Türkiye, çevre ve iklim değişikliği ile mücadele alanında yapılan yatırımlarda, dış finansman kaynaklarının önemli rol oynadığı bir ülke. Ülkemizin, çevre ve iklim alanında yürüttüğü projeler arasında enerji verimliliği, yenilenebilir enerji, atık yönetimi, su yönetimi, çevre koruma, iklim değişikliğine adaptasyon ve iklim değişikliği ile mücadele gibi konular yer alıyor. Türkiye, bu projeleri finanse etmek için kendi bütçesinden kaynak ayırırken, dış finansman kaynaklarını da değerlendiriyor. Dış finansman kaynakları, ülkemizin çevre koruma ve iklim değişikliğiyle mücadele faaliyetleri için gerekli olan projelerin finansmanını karşılıyor. Dış finansman kaynakları, Türkiye'ye çeşitli kurumlar tarafından sağlanıyor. Bunlar arasında başta Avrupa Birliği (AB) olmak üzere, Birleşmiş Milletler Çevre Programı (UNEP), Birleşmiş Milletler Kalkınma Programı (UNDP), Kalkınma Ajansları ve Dünya Bankası gibi kuruluşlar yer alıyor. Bu kuruluşlar, Türkiye'ye çevre ve iklim alanında projeler için hibe ve kredi sağlıyorlar. Ülkemiz, çevre ve iklim alanında dış finansman kaynaklarının önemini bildiğinden, bu kaynakları etkili bir şekilde kullanmak için gerekli çabayı gösteriyor.

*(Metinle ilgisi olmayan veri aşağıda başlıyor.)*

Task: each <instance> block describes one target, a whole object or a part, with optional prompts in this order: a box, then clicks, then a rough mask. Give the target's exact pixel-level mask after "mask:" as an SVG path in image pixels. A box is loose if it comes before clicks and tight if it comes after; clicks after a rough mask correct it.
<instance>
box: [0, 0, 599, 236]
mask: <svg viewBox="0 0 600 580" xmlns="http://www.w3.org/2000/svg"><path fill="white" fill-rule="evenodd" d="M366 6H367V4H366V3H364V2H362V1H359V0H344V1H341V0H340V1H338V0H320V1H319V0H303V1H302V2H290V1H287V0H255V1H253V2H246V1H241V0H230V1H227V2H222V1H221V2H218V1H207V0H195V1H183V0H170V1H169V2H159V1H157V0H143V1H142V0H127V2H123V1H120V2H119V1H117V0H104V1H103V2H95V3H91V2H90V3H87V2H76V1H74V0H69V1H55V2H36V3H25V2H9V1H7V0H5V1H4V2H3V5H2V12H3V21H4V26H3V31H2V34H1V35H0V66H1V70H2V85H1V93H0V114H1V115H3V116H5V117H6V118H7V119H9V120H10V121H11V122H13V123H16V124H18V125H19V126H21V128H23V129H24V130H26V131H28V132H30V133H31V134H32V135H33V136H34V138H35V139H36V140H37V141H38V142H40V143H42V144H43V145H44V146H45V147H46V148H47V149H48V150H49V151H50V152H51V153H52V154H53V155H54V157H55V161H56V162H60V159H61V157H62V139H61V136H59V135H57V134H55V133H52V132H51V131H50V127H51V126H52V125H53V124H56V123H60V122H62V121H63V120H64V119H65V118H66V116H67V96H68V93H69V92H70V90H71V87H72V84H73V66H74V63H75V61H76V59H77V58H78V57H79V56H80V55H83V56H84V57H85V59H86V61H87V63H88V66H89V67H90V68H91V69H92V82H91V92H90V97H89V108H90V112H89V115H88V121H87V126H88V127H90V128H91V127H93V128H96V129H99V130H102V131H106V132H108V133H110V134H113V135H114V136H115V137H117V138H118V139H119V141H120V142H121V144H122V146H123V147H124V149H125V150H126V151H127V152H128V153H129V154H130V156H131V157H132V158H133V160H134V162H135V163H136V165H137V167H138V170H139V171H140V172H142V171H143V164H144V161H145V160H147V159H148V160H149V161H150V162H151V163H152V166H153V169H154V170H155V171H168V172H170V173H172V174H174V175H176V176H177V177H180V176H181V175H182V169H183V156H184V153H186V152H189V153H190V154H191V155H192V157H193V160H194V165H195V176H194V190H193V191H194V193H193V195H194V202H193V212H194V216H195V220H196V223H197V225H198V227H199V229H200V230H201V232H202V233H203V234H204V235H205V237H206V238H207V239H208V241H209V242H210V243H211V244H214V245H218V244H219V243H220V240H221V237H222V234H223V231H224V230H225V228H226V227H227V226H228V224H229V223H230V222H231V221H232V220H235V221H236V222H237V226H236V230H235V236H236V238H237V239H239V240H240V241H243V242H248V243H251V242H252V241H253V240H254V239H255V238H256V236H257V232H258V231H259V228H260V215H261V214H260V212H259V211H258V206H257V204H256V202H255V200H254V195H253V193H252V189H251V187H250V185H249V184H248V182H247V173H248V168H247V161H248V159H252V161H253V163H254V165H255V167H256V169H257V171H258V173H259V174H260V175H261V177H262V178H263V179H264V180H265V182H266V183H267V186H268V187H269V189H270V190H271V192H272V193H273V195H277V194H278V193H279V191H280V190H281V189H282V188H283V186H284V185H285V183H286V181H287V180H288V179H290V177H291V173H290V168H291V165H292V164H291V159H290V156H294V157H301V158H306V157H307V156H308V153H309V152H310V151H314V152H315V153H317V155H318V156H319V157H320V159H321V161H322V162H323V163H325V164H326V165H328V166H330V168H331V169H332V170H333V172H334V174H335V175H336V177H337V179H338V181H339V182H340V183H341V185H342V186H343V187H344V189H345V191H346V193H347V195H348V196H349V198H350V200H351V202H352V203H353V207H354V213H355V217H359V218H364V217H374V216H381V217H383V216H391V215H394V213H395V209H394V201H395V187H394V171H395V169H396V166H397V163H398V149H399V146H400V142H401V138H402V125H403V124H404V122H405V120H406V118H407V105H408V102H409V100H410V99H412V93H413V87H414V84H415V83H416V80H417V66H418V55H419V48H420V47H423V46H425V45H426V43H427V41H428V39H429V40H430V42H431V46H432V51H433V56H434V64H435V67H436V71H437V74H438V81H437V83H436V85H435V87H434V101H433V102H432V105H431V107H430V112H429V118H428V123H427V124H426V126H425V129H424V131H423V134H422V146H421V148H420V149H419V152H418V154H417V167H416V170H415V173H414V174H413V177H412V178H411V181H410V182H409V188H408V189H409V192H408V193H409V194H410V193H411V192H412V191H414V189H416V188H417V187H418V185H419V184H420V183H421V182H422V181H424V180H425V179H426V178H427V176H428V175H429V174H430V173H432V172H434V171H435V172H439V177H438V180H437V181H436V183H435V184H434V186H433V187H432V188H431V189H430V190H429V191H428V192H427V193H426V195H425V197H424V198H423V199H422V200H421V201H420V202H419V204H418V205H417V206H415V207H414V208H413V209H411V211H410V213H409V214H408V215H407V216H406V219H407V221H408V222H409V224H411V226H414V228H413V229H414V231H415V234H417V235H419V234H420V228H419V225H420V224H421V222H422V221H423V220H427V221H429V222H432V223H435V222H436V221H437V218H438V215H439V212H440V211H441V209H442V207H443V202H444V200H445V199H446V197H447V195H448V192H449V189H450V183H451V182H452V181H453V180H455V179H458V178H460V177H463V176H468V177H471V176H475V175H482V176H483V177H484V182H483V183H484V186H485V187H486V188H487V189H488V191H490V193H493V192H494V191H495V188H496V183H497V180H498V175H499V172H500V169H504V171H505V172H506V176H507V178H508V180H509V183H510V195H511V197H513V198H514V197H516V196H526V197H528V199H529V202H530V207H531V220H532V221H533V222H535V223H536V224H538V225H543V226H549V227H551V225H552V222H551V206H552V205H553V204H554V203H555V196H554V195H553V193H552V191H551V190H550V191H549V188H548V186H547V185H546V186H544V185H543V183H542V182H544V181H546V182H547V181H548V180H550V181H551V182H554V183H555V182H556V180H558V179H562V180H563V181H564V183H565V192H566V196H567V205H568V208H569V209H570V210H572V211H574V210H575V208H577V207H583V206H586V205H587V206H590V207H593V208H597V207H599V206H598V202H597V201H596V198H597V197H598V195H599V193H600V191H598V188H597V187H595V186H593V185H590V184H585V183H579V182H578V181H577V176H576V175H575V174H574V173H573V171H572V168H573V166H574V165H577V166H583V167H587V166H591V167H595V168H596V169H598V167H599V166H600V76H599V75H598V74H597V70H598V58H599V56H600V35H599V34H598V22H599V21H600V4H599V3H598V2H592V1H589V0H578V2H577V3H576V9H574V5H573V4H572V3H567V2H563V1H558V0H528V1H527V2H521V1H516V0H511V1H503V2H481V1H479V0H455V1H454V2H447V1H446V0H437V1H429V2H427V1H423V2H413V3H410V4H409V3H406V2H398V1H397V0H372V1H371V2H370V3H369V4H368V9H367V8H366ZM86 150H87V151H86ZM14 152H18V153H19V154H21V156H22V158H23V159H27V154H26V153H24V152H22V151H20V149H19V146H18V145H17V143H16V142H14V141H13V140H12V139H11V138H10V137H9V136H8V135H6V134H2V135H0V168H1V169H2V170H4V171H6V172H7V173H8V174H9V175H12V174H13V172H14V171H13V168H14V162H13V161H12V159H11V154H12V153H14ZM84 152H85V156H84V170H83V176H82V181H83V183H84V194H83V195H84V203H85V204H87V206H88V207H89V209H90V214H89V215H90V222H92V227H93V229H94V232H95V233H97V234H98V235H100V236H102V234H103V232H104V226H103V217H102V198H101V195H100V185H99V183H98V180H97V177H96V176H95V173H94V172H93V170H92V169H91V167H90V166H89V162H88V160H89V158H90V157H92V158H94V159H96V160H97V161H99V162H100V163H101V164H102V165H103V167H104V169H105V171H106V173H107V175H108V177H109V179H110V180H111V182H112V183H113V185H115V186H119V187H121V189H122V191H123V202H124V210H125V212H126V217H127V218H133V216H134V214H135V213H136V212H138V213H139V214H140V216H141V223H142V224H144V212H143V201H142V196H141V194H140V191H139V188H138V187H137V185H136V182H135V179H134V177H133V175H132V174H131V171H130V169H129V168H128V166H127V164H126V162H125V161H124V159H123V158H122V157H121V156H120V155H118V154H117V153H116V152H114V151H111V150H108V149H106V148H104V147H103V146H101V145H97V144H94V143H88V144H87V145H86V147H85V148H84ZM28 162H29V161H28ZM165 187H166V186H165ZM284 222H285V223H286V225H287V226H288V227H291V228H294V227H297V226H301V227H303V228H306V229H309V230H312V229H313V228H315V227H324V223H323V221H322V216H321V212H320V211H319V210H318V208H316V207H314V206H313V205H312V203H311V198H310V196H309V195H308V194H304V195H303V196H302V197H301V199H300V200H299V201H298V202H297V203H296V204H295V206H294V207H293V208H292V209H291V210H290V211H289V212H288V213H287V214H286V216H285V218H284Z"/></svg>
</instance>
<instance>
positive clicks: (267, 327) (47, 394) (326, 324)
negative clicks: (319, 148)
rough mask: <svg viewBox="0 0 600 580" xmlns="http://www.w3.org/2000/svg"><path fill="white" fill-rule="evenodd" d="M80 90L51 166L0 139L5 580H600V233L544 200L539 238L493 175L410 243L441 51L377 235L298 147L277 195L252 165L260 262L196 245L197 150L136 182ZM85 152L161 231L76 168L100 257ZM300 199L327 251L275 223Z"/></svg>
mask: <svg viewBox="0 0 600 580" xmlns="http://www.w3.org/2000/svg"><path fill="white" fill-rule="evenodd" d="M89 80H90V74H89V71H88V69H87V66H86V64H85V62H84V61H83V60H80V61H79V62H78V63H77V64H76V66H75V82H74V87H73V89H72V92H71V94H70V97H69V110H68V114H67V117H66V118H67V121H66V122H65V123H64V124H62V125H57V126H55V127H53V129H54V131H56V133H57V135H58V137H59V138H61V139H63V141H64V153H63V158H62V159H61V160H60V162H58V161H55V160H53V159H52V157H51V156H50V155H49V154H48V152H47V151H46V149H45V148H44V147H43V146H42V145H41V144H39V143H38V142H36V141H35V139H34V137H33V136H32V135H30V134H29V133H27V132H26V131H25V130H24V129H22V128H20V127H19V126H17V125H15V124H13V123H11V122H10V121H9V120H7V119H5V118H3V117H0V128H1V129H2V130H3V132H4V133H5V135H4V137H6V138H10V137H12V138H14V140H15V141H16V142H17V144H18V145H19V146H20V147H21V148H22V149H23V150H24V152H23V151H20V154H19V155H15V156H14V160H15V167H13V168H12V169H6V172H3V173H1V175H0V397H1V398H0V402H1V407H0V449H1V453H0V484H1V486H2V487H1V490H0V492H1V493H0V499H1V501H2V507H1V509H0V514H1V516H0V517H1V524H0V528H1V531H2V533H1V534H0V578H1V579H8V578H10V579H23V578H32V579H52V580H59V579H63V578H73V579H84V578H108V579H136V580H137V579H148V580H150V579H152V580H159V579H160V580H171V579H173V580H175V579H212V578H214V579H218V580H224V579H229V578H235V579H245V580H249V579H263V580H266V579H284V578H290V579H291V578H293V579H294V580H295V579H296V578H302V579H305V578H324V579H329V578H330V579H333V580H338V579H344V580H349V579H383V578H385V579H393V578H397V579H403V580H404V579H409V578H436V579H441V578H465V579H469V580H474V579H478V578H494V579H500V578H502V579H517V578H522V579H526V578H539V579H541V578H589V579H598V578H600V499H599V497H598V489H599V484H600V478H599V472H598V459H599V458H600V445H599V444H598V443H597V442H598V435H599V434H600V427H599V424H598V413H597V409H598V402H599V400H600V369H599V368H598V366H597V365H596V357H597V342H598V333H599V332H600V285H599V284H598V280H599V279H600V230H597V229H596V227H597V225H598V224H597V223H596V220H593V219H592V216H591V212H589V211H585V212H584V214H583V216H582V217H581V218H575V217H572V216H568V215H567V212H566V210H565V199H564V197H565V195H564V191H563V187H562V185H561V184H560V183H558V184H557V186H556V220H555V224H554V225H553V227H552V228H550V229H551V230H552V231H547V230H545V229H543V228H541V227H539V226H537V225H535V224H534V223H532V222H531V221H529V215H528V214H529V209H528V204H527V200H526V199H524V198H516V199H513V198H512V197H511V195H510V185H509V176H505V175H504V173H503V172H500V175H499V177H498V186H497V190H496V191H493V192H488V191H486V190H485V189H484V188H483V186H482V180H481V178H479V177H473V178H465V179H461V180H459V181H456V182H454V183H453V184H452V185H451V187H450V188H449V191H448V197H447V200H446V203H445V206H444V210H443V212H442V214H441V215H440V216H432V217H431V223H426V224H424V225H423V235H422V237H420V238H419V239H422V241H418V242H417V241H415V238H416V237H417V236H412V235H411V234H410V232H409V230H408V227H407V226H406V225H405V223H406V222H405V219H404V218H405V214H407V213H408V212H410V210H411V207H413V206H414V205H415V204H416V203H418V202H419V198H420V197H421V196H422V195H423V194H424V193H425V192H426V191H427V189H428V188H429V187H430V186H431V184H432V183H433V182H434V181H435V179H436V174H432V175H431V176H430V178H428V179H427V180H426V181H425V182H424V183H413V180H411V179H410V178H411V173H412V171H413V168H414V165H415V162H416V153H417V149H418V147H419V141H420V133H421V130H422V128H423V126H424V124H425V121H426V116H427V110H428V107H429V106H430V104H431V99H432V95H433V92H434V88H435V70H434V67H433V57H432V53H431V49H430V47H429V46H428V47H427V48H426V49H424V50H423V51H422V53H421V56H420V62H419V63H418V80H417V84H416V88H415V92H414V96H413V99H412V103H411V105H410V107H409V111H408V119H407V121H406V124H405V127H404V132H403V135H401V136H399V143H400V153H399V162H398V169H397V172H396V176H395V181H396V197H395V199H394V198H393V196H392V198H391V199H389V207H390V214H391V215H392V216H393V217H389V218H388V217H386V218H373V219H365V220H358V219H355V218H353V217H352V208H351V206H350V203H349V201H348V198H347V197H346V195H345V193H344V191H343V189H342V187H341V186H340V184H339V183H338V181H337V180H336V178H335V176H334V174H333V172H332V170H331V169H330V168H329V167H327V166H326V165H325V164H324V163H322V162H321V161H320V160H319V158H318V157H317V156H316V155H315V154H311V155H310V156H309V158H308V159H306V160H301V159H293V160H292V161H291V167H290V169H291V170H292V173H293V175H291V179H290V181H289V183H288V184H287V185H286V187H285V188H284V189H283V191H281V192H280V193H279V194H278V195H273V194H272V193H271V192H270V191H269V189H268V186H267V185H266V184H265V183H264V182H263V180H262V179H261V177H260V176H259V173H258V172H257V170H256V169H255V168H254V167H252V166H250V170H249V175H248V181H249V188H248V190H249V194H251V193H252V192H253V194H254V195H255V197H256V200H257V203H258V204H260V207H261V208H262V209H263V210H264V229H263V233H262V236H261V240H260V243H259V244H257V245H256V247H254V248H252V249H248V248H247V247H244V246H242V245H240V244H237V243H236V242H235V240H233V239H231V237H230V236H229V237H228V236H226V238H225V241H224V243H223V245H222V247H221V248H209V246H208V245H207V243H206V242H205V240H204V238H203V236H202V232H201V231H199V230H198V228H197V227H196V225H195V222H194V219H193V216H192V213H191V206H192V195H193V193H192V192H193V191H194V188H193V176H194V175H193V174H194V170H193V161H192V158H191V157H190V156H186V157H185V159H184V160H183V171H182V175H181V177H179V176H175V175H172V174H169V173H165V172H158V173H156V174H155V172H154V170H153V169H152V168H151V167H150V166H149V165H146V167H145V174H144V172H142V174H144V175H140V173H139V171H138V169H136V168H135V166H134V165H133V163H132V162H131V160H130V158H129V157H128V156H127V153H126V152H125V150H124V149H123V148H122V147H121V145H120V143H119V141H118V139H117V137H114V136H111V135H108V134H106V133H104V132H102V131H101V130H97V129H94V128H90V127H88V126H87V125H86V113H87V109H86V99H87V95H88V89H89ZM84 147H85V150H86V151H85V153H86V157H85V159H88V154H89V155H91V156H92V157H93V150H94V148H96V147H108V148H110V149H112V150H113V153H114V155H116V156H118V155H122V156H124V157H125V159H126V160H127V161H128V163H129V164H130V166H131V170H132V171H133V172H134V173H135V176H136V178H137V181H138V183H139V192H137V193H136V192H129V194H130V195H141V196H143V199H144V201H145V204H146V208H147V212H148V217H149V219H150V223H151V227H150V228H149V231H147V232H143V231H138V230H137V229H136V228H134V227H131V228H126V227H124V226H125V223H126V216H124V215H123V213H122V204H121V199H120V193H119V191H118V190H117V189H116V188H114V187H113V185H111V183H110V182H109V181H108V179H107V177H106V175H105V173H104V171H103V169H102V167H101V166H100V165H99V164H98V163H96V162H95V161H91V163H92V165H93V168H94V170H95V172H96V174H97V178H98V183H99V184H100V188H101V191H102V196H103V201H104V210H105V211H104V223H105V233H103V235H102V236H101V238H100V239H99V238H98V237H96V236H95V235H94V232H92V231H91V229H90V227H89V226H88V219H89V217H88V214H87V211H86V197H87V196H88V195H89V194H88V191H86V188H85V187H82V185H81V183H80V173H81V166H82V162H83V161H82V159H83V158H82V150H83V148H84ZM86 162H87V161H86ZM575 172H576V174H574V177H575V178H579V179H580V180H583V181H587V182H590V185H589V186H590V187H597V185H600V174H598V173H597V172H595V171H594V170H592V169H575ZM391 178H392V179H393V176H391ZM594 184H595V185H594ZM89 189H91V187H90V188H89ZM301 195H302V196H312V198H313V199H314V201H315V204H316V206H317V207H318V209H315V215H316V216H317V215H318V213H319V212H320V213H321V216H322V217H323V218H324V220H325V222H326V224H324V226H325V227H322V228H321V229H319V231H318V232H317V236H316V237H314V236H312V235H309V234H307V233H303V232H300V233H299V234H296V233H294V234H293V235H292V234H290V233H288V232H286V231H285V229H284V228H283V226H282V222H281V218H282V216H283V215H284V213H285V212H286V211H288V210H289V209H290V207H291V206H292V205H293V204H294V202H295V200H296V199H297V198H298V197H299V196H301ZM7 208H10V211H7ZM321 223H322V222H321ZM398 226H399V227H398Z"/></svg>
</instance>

Ülkemizde çevre ve iklim alanındaki dış finansman kaynaklarının nasıl kullanıldığına değinecek olursak; Türkiye, 1987’de AB’ye tam üyelik için başvuruda bulunmuş ve 1999’da aday ülke olarak kabul edilmiştir. AB ile Türkiye arasındaki uyum süreci, 1999’da başlayarak günümüze kadar devam etmektedir. Uyum süreci, Türkiye'nin AB üyeliği için gerekli olan ön koşulları yerine getirmesi ve AB'nin ülkelerin, üyeliği için istediği kriterleri karşılaması anlamına gelmektedir. Bu kriterler arasında demokrasi, insan hakları, hukukun üstünlüğü, ekonomik istikrar, çevre ve iklim değişikliğine uyum gibi konular yer almaktadır. Ülkemiz 1999’dan bu yana, AB’ye uyum sürecinde önemli adımlar atmıştır. Diğer aday ülkeler gibi ülkemizin uyum sürecinin hızlandırılması için AB ile Mali İşbirliği çerçevesinde, ana finansal destek aracı olarak Katılım Öncesi Yardım Aracı (Instrument for Pre-accession Assistance- IPA) tasarlanmıştır. Bunun yanı sıra, Türkiye'deki Mülteciler için Mali Yardım Programı (FRIT), Demokrasi ve İnsan Hakları için Avrupa Aracı ve İstikrar ve Barışa Katkı Sağlayan Mali Araçlardan da faydalanmaktadır. AB'ye katılım öncesi tahsis edilen bu fonlar, yararlanıcıların gerekli reformları gerçekleştirmelerine yardım ederek onları AB üyeliği ile birlikte gelen ilgili hak ve yükümlülüklere hazırlamaktadır. Katılım öncesi fonlar; AB'nin sürdürülebilir ekonomik iyileşme, enerji arzı, ulaşım, çevre ve iklim değişikliği vb. konularda kendi hedeflerine ulaşmasına yardımcı olmaktadır.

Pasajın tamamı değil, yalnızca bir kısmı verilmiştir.